MINEWS, JAKARTA-Pemerintah membuka kemungkinan memindahkan ibu kota ke luar Jawa, dan Kalimantan menjadi daerah yang paling potensial. Mengenai wacana tersebut Badan Nasional Penanggulangan Bencana (BNPB) turut menyorotinya.
Kepala Pusat Data Informasi BNPB, Sutopo Purwo Nugroho mengatakan bahwa wacana pemindahan ibu kota ke Kalimantan merupakan isu strategis. Dari kaca mata kebencanaan, Sutopo melihat bahwa wilayah Kalimantan memang minim ancaman kegempaan dibandingkan daerah lainnya.

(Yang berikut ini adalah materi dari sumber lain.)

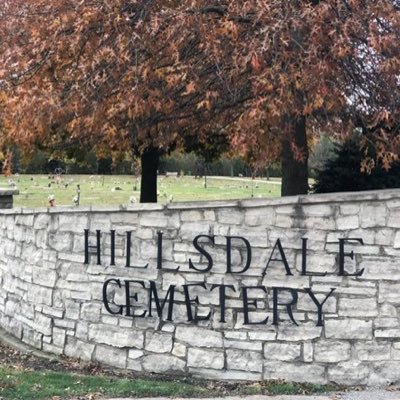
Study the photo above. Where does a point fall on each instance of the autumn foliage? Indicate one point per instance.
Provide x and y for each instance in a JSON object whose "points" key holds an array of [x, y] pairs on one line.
{"points": [[144, 74]]}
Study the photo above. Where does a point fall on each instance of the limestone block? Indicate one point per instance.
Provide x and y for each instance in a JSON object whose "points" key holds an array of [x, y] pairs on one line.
{"points": [[191, 215], [349, 209], [293, 333], [116, 336], [259, 217], [350, 328], [372, 351], [42, 324], [241, 345], [282, 351], [31, 337], [24, 220], [308, 352], [226, 375], [161, 363], [44, 277], [331, 351], [205, 358], [110, 356], [360, 307], [384, 373], [135, 354], [230, 216], [389, 292], [294, 372], [158, 342], [235, 335], [384, 237], [347, 223], [153, 220], [349, 373], [42, 221], [373, 216], [59, 337], [91, 312], [244, 360], [179, 350], [387, 333], [394, 218], [198, 337], [61, 241], [379, 268], [76, 223], [263, 335]]}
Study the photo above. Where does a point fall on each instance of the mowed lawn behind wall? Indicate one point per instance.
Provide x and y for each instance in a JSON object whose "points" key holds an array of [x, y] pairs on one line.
{"points": [[124, 190]]}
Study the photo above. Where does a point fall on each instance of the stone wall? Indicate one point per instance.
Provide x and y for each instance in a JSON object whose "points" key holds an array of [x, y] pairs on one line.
{"points": [[52, 300]]}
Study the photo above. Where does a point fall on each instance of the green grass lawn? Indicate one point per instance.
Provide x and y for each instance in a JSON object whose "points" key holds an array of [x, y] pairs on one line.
{"points": [[122, 189], [20, 384]]}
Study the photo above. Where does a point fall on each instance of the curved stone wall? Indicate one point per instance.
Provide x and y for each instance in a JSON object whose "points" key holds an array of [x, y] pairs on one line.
{"points": [[302, 288]]}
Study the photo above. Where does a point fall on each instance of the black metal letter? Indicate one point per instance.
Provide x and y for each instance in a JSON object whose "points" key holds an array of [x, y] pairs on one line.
{"points": [[160, 307], [97, 247], [289, 306], [282, 259], [251, 302], [159, 254], [105, 300], [318, 304], [304, 262], [128, 252], [203, 252], [342, 255], [229, 254], [134, 297], [188, 302], [222, 298]]}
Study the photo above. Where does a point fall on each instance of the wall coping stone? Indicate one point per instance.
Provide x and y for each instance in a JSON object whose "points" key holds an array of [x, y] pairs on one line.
{"points": [[342, 197]]}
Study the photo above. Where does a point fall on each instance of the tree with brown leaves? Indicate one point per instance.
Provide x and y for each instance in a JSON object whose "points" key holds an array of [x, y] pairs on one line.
{"points": [[143, 74]]}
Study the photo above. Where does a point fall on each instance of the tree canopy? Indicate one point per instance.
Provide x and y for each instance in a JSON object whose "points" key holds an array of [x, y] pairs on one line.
{"points": [[143, 74]]}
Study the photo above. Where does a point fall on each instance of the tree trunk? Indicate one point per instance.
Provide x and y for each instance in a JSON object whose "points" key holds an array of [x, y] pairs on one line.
{"points": [[294, 171], [148, 187]]}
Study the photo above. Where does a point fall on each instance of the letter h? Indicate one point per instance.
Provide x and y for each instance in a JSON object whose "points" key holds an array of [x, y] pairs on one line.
{"points": [[89, 249]]}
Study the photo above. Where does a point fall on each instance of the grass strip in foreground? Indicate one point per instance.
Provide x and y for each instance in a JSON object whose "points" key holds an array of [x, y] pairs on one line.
{"points": [[24, 385], [20, 384]]}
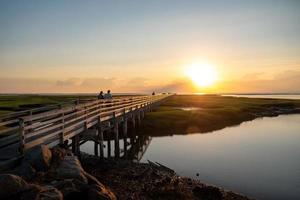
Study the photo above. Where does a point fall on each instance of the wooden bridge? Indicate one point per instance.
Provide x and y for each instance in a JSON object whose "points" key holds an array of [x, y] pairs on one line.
{"points": [[73, 125]]}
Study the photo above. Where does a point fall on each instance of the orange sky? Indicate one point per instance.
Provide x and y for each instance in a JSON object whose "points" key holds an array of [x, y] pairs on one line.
{"points": [[129, 46]]}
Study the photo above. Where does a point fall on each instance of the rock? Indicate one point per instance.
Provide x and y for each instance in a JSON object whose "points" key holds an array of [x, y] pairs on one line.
{"points": [[26, 171], [70, 168], [100, 192], [11, 185], [208, 193], [42, 193], [97, 190], [69, 187], [39, 157]]}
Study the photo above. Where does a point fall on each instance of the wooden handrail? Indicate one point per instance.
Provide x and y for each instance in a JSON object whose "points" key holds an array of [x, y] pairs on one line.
{"points": [[56, 126]]}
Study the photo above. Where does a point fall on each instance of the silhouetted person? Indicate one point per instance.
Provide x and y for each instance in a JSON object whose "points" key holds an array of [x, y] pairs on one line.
{"points": [[100, 95], [108, 95]]}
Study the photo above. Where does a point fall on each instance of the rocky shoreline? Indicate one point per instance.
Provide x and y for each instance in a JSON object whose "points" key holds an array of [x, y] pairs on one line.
{"points": [[129, 180], [56, 174]]}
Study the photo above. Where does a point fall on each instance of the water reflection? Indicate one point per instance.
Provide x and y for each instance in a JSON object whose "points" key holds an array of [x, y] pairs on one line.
{"points": [[131, 148], [259, 158]]}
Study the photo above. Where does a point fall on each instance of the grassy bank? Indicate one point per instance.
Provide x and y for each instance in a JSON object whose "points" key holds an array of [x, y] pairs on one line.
{"points": [[210, 112], [14, 103]]}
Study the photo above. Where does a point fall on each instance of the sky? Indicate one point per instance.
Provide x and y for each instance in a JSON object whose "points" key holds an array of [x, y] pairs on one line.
{"points": [[140, 46]]}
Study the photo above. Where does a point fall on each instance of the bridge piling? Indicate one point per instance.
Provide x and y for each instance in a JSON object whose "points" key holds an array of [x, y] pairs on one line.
{"points": [[116, 136]]}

“Kalimantan memang aman dari gempa,” kata Sutopo, melalui akun Twitternya, Senin 29 April 2019.
Sebelumnya, Menteri Perencanaan Pembangunan Nasional/Kepala Bappenas, Bambang Brodjonegoro menyebut Presiden Joko Widodo (Jokowi) memastikan ibu kota Jakarta akan pindah ke luar Pulau Jawa. Kepastian itu diputuskan usai rapat pembahasan ibu kota baru di Istana Kepresidenan, Jakarta Pusat.
Pengamat Kebijakan Publik, Agus Pambagio menilai wacana yang terus berulang dari setiap pemerintahan ini harus dipantau secara serius. Jangan sampai, kata dia, wacana ini muncul tanpa kajian, seperti yang dilakukan pemerintahan-pemerintahan sebelumnya.
“Pertama-tama tentu yang harus diamankan adalah tanah, jangan sampai makelar masuk dan menguasai tanah di sana,” katanya.
Agus mengakui bahwa perencanaan pemindahan ibu kota bukan hal yang mudah. Pemindahan ibu kota, kata dia, butuh kajian bertahun-tahun, seperti yang dilakukan banyak negara lain mulai dari Malaysia hingga Afrika Selatan.
“Harus dapat dipastikan berapa luas lahan yang dibutuhkan, berapa anggarannya. Lintas sektoral harus memberikan kajiannya, belum dapat kita lihat saat ini,” katanya.
Kepala Bappenas, Bambang Brodjonegoro telah memastikan taksiran biaya pemindahan ibu kota. Jika dipindahkan ke Kalimantan, maka setidaknya butuh dana sebesar 23-33 miliar US dolar atau setara Rp 323-466 triliun.
Bambang juga mengatakan setidaknya ibu kota baru membutuhkan 40 ribu hektare (ha) lahan untuk menampung penduduk di ibu kota baru sekitar 1,5 juta orang.
Jumlah penduduk itu akan terdiri dari para pejabat eksekutif, legislatif, dan yudikatif, serta para anggota keluarga dan pelaku ekonomi pendukung. Estimasinya, pemerintah membutuhkan sekitar lima persen dari total lahan, pelaku ekonomi 15 persen, infrastruktur 20 persen, pemukiman 40 persen, dan ruang terbuka hijau 20 persen.